We would like to divide the first row by \(\lambda\), which however is only a legitimate row operation (Definition 2.28) if \(\lambda \ne 0\). So we distinguish two cases:

Case \(\lambda=0\). The matrix becomes

\[ \left ( \begin{array}{ccc|c} 0 & 0 & 0 & 0\\ 0 & 0 & 1 & 1\\ 0 & 1 & 2 & 3 \end{array} \right ), \]

so \(x_3=1\), \(x_2=1\), and \(x_1\) is free. Hence the solution set is \(\{(t, 1, 1) \mid t \in \mathbf R\}\).

Case \(\lambda\neq0\). Divide row 2 by \(\lambda\) and eliminate the \(1\) in row 3, column 2:

\[ \left ( \begin{array}{ccc|c} \lambda & 0 & 0 & 0\\ 0 & 1 & \frac{1+\lambda}{\lambda} & \frac1\lambda\\ 0 & 1 & 2 & 3 \end{array} \right ) \xrightarrow{R_3\leftarrow R_3-R_2} \left ( \begin{array}{ccc|c} \lambda & 0 & 0 & 0\\ 0 & 1 & \frac{1+\lambda}{\lambda} & \frac1\lambda\\ 0 & 0 & \frac{\lambda-1}{\lambda} & \frac{3\lambda-1}{\lambda} \end{array} \right ). \]

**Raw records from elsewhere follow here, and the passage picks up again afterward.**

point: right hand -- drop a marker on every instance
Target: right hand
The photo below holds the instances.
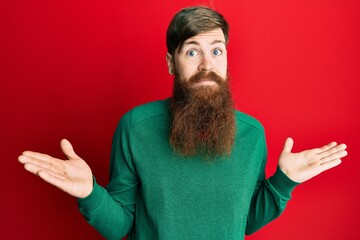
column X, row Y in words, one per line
column 73, row 176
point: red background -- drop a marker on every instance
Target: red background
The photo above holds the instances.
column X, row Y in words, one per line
column 71, row 69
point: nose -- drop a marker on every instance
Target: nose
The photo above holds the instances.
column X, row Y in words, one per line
column 206, row 63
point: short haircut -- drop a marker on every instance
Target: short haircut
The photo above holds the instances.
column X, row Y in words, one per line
column 190, row 22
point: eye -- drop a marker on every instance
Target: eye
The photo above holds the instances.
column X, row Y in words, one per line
column 217, row 52
column 192, row 53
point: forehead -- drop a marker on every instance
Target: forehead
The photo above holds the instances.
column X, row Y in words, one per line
column 216, row 35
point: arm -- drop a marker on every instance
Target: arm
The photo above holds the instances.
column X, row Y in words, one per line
column 109, row 210
column 271, row 195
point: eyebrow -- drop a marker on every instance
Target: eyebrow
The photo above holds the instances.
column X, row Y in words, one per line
column 212, row 43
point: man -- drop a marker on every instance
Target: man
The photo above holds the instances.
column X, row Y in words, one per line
column 189, row 167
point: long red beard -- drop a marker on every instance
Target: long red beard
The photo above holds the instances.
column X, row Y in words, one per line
column 202, row 117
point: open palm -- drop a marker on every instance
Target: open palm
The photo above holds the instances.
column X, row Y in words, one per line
column 304, row 165
column 73, row 176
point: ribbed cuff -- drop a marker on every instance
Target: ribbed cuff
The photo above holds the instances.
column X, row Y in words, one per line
column 92, row 201
column 282, row 183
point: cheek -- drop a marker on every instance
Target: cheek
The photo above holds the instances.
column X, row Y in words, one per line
column 186, row 69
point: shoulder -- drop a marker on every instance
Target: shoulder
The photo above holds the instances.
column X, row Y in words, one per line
column 244, row 120
column 145, row 112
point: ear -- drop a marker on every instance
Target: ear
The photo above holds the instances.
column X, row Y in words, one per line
column 169, row 60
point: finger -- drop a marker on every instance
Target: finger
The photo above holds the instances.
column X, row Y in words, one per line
column 68, row 149
column 330, row 164
column 35, row 169
column 334, row 156
column 48, row 163
column 53, row 180
column 332, row 150
column 327, row 147
column 289, row 143
column 36, row 155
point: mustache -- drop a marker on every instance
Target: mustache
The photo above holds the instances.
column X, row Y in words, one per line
column 210, row 76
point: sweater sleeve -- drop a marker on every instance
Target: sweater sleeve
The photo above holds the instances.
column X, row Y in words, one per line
column 111, row 210
column 269, row 198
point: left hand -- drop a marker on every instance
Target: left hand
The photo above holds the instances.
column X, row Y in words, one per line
column 305, row 165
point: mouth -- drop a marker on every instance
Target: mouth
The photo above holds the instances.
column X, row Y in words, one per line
column 205, row 82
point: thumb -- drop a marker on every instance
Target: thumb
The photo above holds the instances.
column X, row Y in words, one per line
column 289, row 143
column 67, row 149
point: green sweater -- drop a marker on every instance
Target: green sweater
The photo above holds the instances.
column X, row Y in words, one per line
column 154, row 193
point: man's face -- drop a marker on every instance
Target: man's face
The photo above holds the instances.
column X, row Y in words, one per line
column 204, row 52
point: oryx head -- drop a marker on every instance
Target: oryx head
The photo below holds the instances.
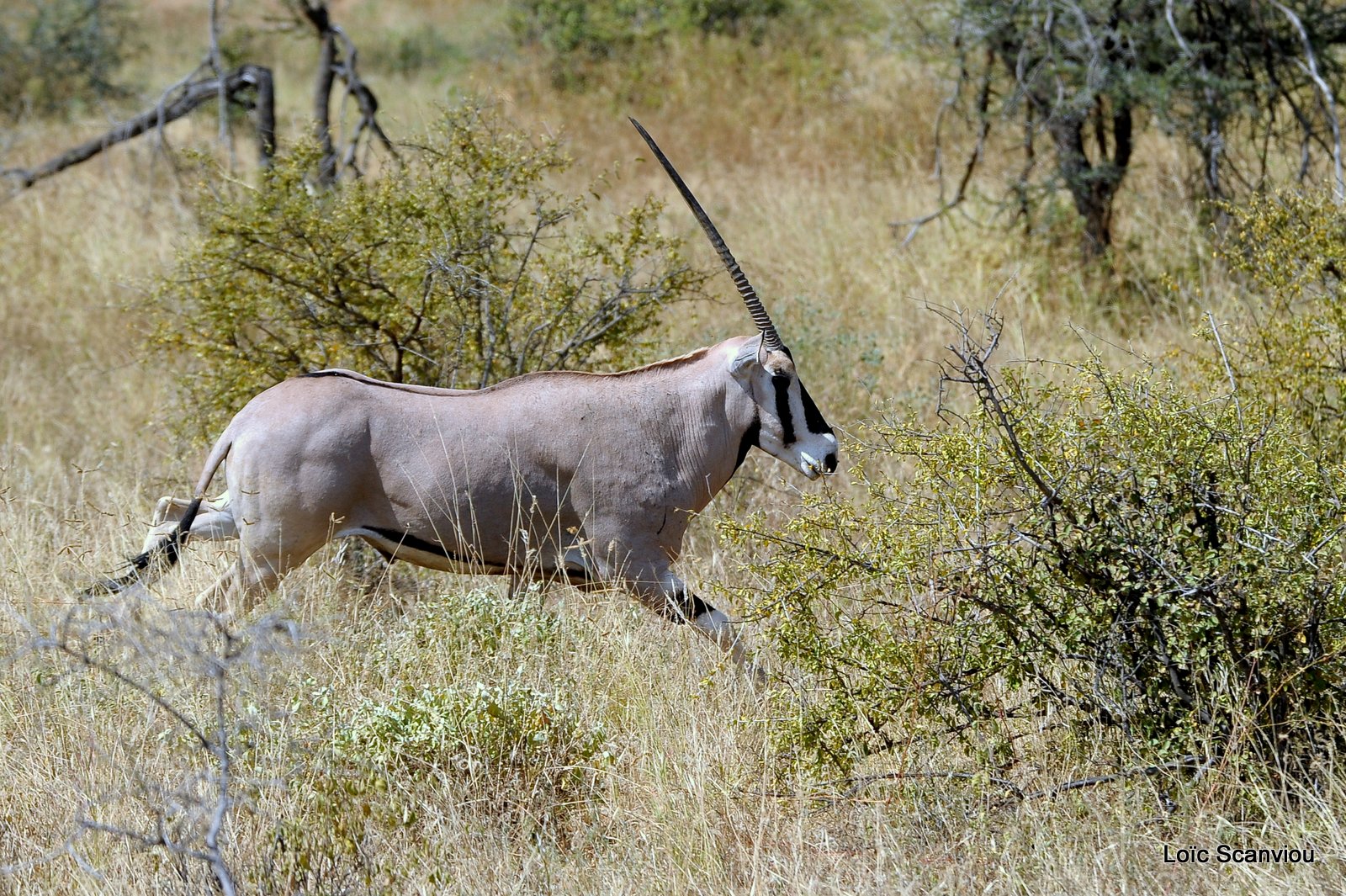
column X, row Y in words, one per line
column 791, row 427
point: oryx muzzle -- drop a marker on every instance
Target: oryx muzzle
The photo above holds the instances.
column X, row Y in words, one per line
column 590, row 478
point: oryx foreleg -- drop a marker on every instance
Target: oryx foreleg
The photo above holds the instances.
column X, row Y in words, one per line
column 664, row 592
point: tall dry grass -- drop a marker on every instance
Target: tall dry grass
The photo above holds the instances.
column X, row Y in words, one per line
column 804, row 161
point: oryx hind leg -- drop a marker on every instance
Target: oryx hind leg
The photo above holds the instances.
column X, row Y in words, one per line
column 252, row 577
column 213, row 522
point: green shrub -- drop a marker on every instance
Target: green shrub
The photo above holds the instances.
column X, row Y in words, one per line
column 458, row 268
column 56, row 53
column 1291, row 343
column 508, row 738
column 1115, row 554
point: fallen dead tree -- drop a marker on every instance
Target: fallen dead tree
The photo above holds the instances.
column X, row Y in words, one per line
column 249, row 87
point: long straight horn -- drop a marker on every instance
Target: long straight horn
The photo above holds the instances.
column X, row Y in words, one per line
column 771, row 338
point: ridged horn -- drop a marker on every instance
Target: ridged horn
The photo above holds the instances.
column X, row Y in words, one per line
column 771, row 338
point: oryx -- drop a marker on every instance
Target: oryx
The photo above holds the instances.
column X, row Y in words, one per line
column 591, row 478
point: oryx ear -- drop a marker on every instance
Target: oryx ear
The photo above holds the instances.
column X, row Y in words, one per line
column 747, row 361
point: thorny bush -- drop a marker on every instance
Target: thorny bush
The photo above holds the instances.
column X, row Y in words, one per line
column 1112, row 552
column 459, row 268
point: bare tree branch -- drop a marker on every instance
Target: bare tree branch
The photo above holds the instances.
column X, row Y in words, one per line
column 237, row 82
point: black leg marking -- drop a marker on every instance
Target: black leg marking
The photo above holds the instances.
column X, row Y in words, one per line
column 751, row 436
column 405, row 538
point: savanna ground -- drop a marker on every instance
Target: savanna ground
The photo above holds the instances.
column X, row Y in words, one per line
column 804, row 157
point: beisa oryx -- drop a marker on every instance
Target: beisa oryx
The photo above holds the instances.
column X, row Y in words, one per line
column 591, row 478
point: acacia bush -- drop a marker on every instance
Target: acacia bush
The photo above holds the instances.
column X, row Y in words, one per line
column 1107, row 554
column 56, row 53
column 459, row 267
column 576, row 34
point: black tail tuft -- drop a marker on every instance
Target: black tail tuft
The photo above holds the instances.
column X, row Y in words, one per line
column 162, row 557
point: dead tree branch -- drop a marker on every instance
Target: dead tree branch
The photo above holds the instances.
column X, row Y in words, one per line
column 236, row 85
column 334, row 63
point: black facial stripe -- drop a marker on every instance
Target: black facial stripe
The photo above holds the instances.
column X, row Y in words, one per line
column 782, row 408
column 684, row 608
column 750, row 440
column 812, row 416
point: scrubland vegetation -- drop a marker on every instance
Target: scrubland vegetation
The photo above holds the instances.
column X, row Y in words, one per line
column 1076, row 604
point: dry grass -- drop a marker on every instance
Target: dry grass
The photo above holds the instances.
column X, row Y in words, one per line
column 804, row 162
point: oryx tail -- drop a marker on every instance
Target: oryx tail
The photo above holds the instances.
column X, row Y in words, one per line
column 163, row 554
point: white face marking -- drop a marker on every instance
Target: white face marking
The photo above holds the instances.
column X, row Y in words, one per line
column 782, row 415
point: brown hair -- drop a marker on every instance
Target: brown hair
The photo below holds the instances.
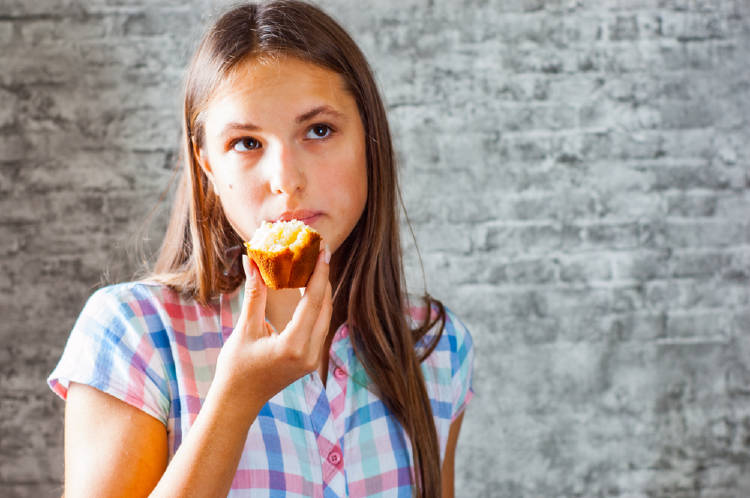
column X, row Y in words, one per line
column 370, row 290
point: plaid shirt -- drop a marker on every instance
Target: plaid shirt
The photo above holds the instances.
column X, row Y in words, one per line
column 157, row 351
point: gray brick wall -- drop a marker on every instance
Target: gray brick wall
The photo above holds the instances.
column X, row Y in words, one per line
column 577, row 173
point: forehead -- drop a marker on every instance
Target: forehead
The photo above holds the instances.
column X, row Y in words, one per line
column 262, row 84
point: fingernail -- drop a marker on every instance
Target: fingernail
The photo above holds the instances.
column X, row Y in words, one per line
column 248, row 271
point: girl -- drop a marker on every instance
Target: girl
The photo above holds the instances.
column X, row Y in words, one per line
column 200, row 381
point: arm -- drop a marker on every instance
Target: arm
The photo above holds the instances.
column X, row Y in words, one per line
column 447, row 480
column 97, row 428
column 114, row 449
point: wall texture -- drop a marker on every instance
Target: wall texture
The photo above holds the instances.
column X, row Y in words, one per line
column 577, row 174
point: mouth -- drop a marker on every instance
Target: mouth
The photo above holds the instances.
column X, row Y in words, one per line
column 305, row 215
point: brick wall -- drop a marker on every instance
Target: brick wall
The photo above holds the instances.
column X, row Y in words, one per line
column 577, row 174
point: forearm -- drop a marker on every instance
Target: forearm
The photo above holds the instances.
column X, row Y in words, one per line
column 206, row 461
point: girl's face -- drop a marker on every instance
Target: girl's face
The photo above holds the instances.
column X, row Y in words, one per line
column 283, row 140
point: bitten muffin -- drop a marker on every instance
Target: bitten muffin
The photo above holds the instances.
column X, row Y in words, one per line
column 285, row 252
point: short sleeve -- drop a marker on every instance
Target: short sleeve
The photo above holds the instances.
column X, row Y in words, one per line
column 462, row 363
column 110, row 348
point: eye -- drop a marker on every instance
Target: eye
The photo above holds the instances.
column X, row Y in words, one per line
column 245, row 144
column 318, row 131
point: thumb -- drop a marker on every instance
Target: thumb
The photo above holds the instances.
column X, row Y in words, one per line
column 253, row 313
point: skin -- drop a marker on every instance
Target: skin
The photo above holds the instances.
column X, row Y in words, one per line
column 280, row 137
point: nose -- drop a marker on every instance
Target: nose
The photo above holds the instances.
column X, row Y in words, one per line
column 286, row 171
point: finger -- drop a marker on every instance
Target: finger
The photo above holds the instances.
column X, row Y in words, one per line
column 310, row 306
column 253, row 312
column 323, row 323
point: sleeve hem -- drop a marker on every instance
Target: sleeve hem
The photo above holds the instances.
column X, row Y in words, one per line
column 60, row 385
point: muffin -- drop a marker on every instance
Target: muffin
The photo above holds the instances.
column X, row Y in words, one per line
column 285, row 252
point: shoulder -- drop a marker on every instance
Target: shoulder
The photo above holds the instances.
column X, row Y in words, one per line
column 128, row 300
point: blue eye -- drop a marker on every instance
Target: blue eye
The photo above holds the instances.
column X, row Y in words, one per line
column 246, row 144
column 318, row 131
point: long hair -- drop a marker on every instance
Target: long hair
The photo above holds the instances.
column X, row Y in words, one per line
column 370, row 289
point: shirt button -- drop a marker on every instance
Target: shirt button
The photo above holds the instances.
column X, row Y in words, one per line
column 334, row 458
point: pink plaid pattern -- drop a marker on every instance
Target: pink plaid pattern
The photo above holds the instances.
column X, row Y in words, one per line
column 157, row 351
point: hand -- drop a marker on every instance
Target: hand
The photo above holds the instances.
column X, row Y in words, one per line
column 256, row 363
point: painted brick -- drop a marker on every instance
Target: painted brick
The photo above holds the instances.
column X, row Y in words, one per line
column 577, row 177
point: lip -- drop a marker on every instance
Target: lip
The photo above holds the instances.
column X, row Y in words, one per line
column 305, row 215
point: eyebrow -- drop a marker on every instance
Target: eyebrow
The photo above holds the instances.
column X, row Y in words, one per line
column 315, row 111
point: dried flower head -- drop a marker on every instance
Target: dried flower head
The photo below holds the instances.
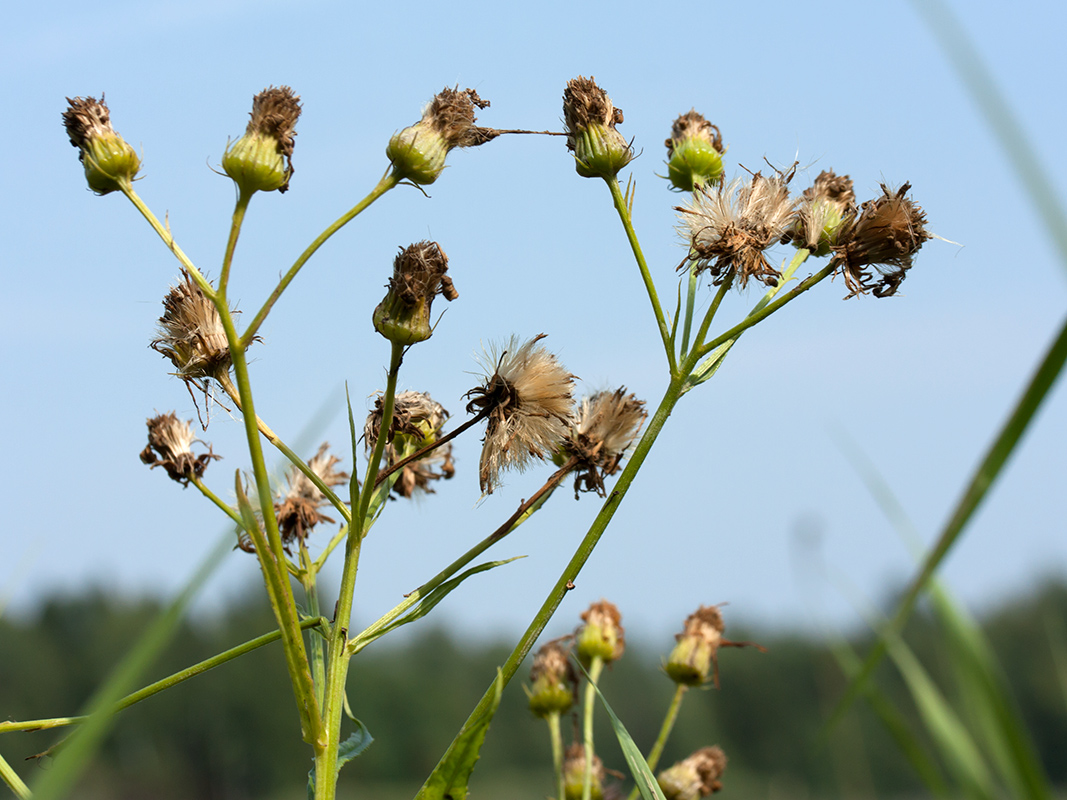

The next possible division is by \(\lambda-1\), so we split again:

If \(\lambda=1\), the last row is \(0\;0\;0\mid2\), so there is no solution.
If \(\lambda\neq1\), then

\[ x_1=0,\qquad x_3=\frac{3\lambda-1}{\lambda-1}=\frac{1-3\lambda}{1-\lambda},\qquad x_2=3-2x_3. \]

So the solution is unique.

Summary:

If \(\lambda=0\): infinitely many solutions, namely \((t,1,1)\) with \(t\in\mathbf R\).
If \(\lambda=1\): no solution.
If \(\lambda\neq0,1\): unique solution \(\left(0,\,3-2\frac{1-3\lambda}{1-\lambda},\,\frac{1-3\lambda}{1-\lambda}\right)\).